Before using the HemoDownloader software, the user has to connect the PC to the HemoCue HbA1c 501 device using a RS232 null modem cable (a standard RS232 serial cable will not work). The user now starts the software and is presented with a simple graphical user interface (Fig 2). Before data can be recorded, the user must specify where to save the resulting file, and which of the PC’s serial ports to use. The user clicks the button “RECEIVE DATA” in HemoDownloader, and the utility is now ready to receive data.
The printer function of the HemoCue Hba1c 501 device is activated in the normal manner [7]: With the HemoCue HbA1c 501 device in stand-by mode, the user presses the device’s MODE button for three seconds, followed by the UP or DOWN buttons to select “Data”, and confirming by pressing the MODE button briefly. The HemoCue HbA1c 501 device will now display all results in memory. The user presses the PRINTER button briefly to bring up the print menu. Using UP or DOWN buttons, the user selects “ALL” and confirms by briefly pressing the MODE button. This will initiate the data transfer.
HemoDownloader will automatically close the serial connection when the transfer is complete. The HemoCue HbA1c 501 device only supports data transfer at 9600 baud, but the entire memory of the device can be downloaded in a few minutes.

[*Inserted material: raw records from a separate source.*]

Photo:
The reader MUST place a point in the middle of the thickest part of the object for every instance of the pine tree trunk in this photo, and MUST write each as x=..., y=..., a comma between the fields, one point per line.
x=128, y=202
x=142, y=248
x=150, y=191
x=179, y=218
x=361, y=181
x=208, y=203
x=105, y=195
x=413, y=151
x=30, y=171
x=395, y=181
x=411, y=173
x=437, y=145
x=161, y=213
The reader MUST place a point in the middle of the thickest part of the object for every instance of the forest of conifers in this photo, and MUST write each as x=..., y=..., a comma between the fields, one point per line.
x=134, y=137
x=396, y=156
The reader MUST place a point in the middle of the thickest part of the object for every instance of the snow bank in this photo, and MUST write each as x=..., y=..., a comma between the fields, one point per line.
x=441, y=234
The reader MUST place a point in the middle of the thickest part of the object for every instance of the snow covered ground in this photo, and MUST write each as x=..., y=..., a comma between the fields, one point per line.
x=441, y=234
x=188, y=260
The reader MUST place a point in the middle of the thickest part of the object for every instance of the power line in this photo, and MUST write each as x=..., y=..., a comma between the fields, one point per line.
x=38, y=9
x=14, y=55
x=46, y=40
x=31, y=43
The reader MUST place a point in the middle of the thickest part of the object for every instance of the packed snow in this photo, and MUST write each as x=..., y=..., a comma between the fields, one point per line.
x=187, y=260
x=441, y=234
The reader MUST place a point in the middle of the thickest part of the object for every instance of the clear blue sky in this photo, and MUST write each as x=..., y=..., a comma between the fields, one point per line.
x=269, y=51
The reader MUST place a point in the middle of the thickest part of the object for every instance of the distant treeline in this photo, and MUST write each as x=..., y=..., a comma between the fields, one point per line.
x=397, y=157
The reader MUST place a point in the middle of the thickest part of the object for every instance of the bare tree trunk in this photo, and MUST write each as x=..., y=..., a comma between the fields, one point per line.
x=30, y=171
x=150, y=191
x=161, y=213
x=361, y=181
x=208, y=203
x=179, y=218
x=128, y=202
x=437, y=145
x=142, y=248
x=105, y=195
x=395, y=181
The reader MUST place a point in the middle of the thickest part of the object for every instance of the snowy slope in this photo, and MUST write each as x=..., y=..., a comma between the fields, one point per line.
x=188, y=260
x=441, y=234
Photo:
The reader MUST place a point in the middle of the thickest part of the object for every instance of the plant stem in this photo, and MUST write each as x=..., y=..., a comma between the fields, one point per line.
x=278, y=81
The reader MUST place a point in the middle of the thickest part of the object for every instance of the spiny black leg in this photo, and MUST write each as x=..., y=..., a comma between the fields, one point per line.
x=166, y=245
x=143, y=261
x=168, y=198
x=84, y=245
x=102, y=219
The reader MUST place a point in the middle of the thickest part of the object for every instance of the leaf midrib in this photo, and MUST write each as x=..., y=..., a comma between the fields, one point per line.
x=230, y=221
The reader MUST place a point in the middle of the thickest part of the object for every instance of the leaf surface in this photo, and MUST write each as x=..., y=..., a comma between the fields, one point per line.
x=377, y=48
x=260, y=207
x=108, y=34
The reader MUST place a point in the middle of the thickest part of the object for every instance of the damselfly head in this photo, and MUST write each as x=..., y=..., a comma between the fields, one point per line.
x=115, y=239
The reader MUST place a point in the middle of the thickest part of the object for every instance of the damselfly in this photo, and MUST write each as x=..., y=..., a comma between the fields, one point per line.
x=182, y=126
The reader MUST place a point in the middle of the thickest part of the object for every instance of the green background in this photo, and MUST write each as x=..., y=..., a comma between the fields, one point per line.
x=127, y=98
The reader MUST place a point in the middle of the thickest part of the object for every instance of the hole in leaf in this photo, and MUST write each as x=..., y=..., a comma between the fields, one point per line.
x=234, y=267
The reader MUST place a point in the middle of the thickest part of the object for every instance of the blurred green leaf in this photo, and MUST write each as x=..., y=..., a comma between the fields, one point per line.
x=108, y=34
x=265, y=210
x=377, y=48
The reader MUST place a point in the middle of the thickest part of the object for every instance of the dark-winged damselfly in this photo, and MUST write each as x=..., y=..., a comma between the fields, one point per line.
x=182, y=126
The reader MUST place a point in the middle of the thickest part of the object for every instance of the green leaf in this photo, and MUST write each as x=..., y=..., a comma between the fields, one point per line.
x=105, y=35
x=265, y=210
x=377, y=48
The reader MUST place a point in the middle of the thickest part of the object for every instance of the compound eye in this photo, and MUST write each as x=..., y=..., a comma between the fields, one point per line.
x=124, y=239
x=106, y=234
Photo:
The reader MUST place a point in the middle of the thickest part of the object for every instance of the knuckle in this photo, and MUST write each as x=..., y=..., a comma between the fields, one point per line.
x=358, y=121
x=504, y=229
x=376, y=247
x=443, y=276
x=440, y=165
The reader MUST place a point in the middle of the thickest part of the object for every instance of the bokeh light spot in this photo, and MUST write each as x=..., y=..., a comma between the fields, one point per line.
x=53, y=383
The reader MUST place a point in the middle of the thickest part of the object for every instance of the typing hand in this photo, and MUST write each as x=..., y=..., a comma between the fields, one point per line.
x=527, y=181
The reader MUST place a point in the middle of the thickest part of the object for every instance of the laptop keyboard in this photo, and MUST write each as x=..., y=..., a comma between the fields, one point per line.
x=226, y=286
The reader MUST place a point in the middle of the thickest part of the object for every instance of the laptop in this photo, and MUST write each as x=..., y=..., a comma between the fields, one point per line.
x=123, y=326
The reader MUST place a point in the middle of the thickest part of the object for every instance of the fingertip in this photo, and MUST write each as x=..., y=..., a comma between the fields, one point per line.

HemoDownloader understands all date-time formats supported by the HemoCue HbA1c 501 device. The software automatically checks the recorded data for consistency and warns the used in case the data structure is not exactly as expected from the HemoCue HbA1c 501 device.
Discussion
Measurement of HbA1c instead of FPG or OGTT can simplify the logistics of epidemiological studies on diabetes mellitus, as HbA1c testing does not require fasting [3]. It is an advantage if the analysis can be carried out at the point-of-care, especially in studies in areas with poor access to centralized biochemical labs. The usefulness of the HemoCue HbA1c 501 device for point-of-care analysis of HbA1c in epidemiological studies is hampered by its inability to export data in digital format. HemoDownloader fulfills the need for a utility that can perform this extraction for more efficient data management, and its graphical user interface means that it can be utilized by non-technical users.

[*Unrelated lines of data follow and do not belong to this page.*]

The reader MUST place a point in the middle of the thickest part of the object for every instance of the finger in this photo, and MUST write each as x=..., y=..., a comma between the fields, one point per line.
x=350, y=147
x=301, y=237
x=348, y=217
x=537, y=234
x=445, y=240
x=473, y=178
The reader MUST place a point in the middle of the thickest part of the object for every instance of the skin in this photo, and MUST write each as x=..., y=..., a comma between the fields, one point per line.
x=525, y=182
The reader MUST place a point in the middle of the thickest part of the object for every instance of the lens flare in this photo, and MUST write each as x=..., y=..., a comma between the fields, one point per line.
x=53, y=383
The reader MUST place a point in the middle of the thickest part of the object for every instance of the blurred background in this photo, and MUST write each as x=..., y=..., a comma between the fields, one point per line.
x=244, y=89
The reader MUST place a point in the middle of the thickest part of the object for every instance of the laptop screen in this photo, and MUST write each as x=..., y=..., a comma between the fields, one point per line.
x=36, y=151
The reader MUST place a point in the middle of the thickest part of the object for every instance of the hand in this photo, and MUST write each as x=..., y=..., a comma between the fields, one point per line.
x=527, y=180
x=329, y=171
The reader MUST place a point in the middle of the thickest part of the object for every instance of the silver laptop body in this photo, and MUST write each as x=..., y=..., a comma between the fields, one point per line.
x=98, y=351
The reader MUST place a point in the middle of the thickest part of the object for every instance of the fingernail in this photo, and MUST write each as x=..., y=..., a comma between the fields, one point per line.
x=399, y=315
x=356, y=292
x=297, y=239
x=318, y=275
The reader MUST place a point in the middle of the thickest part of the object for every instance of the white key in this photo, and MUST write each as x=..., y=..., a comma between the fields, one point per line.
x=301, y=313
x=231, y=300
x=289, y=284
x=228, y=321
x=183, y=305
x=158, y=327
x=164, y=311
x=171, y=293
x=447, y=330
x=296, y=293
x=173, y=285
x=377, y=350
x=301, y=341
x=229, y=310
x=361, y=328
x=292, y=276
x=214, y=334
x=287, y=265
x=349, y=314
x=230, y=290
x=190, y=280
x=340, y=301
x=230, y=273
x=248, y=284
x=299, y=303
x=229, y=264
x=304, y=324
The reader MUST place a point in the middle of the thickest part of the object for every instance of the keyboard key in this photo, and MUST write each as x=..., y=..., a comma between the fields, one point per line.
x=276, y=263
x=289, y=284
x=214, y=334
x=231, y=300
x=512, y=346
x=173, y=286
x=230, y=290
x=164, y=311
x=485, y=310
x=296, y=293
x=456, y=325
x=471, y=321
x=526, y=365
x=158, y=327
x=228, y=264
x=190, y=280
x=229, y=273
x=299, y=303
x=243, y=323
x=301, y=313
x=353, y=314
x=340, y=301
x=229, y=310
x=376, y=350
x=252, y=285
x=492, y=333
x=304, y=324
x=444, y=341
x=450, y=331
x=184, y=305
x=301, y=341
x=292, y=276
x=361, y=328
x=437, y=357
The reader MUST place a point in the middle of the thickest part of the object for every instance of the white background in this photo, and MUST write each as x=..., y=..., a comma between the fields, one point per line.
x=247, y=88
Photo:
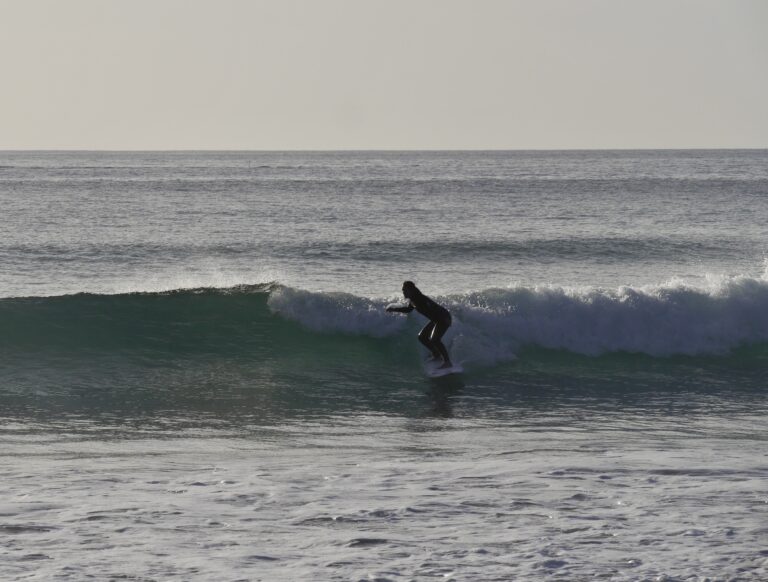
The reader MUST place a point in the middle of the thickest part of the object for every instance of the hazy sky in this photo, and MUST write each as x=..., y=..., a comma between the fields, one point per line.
x=403, y=74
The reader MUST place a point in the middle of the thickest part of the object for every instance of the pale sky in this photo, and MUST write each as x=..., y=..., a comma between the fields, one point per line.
x=391, y=74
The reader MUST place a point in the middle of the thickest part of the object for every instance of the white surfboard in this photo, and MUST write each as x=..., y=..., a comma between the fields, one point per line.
x=434, y=370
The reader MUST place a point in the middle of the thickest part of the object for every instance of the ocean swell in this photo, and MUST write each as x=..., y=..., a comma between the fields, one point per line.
x=489, y=325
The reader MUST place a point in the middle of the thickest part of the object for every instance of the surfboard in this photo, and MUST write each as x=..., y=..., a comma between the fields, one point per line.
x=434, y=370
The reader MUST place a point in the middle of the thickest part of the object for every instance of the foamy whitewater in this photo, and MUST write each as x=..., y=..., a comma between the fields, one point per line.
x=199, y=380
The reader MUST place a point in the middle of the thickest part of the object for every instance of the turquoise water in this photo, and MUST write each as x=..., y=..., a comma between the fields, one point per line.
x=198, y=379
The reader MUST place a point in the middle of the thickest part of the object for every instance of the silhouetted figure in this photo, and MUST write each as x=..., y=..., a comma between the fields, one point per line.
x=439, y=321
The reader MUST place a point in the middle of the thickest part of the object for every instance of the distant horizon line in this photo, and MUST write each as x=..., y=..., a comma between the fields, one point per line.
x=363, y=150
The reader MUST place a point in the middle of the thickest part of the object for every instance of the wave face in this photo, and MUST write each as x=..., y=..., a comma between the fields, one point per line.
x=489, y=326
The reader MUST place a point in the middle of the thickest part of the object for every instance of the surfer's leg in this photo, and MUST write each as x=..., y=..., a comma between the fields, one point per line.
x=424, y=337
x=437, y=334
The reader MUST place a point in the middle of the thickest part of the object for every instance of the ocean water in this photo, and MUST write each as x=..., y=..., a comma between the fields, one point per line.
x=198, y=380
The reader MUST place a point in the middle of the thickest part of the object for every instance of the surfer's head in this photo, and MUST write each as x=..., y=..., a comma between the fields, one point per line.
x=409, y=289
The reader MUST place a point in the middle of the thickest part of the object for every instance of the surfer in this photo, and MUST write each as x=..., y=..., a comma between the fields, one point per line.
x=439, y=321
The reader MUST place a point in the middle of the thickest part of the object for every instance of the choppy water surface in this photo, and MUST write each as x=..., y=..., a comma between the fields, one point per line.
x=198, y=380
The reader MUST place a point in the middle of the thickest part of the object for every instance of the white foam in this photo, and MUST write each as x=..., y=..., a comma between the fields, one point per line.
x=660, y=320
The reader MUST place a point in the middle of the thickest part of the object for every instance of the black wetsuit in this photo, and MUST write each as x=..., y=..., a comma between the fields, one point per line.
x=429, y=309
x=439, y=322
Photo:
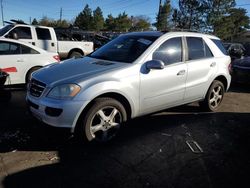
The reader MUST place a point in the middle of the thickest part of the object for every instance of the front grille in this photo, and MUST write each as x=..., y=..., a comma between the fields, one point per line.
x=36, y=88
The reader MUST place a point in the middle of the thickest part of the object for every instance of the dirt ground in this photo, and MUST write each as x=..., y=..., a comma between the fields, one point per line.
x=151, y=151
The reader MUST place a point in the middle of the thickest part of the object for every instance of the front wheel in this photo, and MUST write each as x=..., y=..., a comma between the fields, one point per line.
x=214, y=96
x=28, y=75
x=102, y=121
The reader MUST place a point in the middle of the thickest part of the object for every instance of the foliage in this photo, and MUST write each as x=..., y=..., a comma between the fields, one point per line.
x=189, y=15
x=34, y=22
x=45, y=21
x=233, y=24
x=140, y=23
x=110, y=23
x=123, y=23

In the course of the PEXADU project, the HemoDownloader utility was used for the management of results from more than one thousand HbA1c analyses carried out over the course of several months. HbA1c results were recorded both manually and using HemoDownloader, and any inconsistencies between the recorded values were used to identify and correct bugs in the software. We are therefore confident that the software works as intended, and we hope that HemoDownloader will prove just as useful to other field researchers studying diabetes mellitus.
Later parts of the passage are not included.